Moments later, the secretary was breathing noisily through her own gas mask. Her muffled voice read the letter that she discovered within the envelope. “Dear Larry. I have your precious director. Meet me under the bridge in one hour, and bring the hammer!”

“Which bridge?” I asked.

“The letter doesn’t say,” the secretary answered.

I hung up the phone and put on some shoes. I was about to head out the door with the USB drive in my pocket, when I experienced an idea. “Maybe I should make a copy of the hammer,” I mused. So I plugged the drive back into my computer and started printing the hammer with my 3D printer. It took 55 minutes to print, but finally, the Hammer of Vuvun was physically manifested. I left it on my kitchen table, pocketed the USB drive, and ran out to the nearest bridge.

It was a walking bridge running over a shallow creek. I had to crouch to fit underneath. My corduroy pants got wet up to my knees. A gang of children wearing lab coats and gas masks awaited me there wielding microscopes and digital scales. The director was there, looking exactly as I had imagined him: kneeling down, blindfolded.

“I brought the hammer!” I told the kids, holding the USB drive aloft.

One of the kids operated a remote control cargo boat, which drove over the water. The boat carried another envelope, and I ripped the fucker open. A letter inside said, “Put the hammer in the boat.”

I wondered how much weight that little boat could carry. If the Hammer of Vuvun contained whole worlds within its perforated body, then it might be too heavy for the little boat. But that wasn’t my problem.

“Release the director!” I yelled at them. “And I’ll give you the hammer!”

One kid shoved the director. He stood up and bumped his head on the roof of the bridge, then bent over and started shuffling forward. I put the USB drive on the boat, and the remote-control operator made the vessel turn around and head back to the gang. But the boat was displacing more water now. Little waves sloshed over the little rails; the little motor struggled.

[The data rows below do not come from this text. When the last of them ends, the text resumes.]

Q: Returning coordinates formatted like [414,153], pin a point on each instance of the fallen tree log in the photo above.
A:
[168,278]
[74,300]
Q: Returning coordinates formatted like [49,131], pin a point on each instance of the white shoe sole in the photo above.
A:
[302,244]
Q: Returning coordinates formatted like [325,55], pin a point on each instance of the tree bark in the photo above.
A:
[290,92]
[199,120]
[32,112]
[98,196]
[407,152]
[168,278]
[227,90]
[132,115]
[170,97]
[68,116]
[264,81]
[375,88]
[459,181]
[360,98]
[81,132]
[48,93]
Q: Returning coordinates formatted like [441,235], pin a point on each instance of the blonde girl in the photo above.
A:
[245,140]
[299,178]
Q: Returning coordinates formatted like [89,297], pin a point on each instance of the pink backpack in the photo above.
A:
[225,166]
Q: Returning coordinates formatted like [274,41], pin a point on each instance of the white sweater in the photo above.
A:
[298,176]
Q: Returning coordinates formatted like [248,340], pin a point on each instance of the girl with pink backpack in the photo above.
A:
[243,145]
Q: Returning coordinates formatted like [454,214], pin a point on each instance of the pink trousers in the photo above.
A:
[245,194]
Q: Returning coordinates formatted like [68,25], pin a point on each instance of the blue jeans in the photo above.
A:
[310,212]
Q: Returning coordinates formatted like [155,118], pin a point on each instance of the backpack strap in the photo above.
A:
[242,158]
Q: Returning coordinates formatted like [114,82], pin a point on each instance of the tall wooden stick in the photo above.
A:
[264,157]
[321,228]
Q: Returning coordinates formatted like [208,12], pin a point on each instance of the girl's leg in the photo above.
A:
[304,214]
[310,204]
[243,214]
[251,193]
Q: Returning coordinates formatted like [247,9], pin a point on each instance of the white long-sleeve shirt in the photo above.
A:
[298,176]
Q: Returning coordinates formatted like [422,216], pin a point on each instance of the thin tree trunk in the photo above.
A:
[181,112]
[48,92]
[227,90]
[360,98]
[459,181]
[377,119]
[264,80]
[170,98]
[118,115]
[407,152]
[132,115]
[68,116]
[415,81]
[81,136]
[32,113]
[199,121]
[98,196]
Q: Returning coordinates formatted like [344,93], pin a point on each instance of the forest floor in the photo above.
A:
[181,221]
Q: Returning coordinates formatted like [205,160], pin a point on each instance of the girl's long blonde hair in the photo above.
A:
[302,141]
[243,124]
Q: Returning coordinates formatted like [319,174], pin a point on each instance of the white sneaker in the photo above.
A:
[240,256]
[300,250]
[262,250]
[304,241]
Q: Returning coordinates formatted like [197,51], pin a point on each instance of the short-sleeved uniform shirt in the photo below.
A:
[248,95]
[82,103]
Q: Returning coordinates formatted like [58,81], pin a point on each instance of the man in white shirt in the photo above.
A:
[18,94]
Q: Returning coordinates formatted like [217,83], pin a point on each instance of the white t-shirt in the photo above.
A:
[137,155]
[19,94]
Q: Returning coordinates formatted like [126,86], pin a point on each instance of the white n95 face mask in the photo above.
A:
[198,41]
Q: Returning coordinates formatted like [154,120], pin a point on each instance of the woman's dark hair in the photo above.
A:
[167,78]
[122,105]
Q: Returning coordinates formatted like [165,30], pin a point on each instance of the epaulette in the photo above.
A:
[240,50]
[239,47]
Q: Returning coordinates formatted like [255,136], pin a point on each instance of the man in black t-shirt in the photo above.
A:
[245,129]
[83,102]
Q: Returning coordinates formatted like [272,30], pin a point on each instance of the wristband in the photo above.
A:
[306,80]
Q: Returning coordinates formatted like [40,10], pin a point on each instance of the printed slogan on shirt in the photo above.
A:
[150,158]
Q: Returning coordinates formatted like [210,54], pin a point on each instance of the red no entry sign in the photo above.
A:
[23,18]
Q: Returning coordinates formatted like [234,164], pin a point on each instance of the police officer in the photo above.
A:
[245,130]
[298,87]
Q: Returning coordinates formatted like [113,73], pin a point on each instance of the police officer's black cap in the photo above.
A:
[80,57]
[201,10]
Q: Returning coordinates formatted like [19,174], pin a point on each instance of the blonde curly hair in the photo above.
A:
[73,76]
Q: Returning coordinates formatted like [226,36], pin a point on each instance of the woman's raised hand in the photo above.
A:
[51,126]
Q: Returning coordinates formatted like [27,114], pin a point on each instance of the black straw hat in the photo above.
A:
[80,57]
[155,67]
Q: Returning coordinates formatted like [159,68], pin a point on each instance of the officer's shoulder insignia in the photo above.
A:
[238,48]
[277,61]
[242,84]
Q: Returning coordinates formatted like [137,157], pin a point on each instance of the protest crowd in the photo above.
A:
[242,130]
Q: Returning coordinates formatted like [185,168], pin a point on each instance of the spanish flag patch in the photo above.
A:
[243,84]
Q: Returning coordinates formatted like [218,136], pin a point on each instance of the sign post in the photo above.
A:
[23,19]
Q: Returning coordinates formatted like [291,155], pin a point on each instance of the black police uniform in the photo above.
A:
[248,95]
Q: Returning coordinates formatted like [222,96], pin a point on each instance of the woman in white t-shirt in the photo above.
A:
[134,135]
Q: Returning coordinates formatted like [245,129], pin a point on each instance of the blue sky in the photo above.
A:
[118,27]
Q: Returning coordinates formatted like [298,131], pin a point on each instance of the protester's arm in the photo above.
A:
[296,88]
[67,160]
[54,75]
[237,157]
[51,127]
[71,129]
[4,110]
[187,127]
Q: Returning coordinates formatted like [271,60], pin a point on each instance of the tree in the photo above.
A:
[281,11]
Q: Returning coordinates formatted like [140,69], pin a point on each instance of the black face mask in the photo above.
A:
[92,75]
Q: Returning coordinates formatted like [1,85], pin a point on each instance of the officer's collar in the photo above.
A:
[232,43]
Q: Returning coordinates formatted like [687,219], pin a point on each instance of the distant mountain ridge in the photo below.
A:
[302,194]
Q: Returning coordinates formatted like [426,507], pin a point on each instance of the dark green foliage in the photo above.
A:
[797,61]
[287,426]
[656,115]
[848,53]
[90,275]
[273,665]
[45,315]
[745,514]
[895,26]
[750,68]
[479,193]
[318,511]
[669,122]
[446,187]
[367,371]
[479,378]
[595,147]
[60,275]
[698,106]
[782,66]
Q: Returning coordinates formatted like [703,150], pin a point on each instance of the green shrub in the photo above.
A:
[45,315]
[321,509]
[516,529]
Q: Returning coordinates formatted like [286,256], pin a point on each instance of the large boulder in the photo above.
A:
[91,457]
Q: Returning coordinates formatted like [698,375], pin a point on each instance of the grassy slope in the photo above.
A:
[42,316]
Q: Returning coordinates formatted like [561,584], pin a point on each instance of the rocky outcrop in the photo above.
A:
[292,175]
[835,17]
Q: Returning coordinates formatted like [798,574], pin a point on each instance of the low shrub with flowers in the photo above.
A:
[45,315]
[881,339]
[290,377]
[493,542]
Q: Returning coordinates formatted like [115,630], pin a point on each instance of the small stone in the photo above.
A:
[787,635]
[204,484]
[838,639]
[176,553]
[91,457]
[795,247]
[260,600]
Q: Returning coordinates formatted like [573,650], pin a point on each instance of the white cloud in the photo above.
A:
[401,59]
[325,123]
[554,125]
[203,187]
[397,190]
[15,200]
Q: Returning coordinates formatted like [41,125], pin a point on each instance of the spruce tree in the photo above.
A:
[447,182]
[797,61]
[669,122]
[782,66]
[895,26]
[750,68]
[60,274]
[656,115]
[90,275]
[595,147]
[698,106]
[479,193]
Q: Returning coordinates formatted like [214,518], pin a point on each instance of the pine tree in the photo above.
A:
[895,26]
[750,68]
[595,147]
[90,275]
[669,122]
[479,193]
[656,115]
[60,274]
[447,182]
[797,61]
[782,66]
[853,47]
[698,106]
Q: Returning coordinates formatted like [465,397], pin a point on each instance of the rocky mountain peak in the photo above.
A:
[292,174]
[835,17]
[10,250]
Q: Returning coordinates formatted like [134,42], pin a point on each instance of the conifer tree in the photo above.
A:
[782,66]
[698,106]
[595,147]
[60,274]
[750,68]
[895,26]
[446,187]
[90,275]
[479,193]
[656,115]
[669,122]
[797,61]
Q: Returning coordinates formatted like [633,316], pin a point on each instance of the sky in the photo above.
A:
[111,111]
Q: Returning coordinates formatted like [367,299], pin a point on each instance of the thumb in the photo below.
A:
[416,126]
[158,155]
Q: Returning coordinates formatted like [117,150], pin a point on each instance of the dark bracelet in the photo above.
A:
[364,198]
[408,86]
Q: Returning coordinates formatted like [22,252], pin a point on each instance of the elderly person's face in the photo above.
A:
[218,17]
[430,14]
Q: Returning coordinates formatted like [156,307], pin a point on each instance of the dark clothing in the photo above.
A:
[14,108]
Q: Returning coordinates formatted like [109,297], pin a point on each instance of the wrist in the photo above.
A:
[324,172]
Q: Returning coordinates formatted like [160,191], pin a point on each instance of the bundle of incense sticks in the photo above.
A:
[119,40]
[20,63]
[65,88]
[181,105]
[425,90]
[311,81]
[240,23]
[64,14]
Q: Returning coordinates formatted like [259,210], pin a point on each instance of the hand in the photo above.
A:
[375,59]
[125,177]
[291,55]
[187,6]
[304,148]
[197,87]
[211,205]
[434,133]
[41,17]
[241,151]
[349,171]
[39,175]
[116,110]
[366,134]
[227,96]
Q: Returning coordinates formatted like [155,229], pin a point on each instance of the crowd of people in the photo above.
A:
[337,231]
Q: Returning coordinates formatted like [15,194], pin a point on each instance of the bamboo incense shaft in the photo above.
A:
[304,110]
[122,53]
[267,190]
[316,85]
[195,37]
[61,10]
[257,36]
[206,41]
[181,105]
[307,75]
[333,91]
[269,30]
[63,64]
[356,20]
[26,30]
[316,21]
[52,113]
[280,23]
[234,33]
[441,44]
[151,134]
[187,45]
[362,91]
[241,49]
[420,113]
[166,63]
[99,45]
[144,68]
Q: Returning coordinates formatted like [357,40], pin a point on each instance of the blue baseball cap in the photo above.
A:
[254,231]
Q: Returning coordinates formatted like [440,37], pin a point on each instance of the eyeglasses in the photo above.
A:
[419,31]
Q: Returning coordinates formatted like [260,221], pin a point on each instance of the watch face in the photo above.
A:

The boat sank just as the director stumbled into my arms. I tore off his blindfold. The kids were frantically typing a letter, but they had no way to deliver it to me.

“Let’s get out of here!” I told the director.

“But the hammer sank,” he protested. “They’ll still try to steal the kilogram.”

“Let them try,” I said, pulling him out from beneath the bridge, ushering him up the shallow bank. “We can’t live in constant fear of these terrorists. And after all, our scientific standards mean nothing if we don’t protect our relationships. We still displace water. We still weigh something, no matter what! If we have to fight to protect our ideas and standards, then we’ll fight! We won’t let them hold our directors hostage anymore!”

We reached the path and sunlight shone on the director’s face. “Maybe the kilogram lives inside all of us. Maybe we all are the kilogram.”

Then we went to the Internet cafe and played Realm of Adventurers.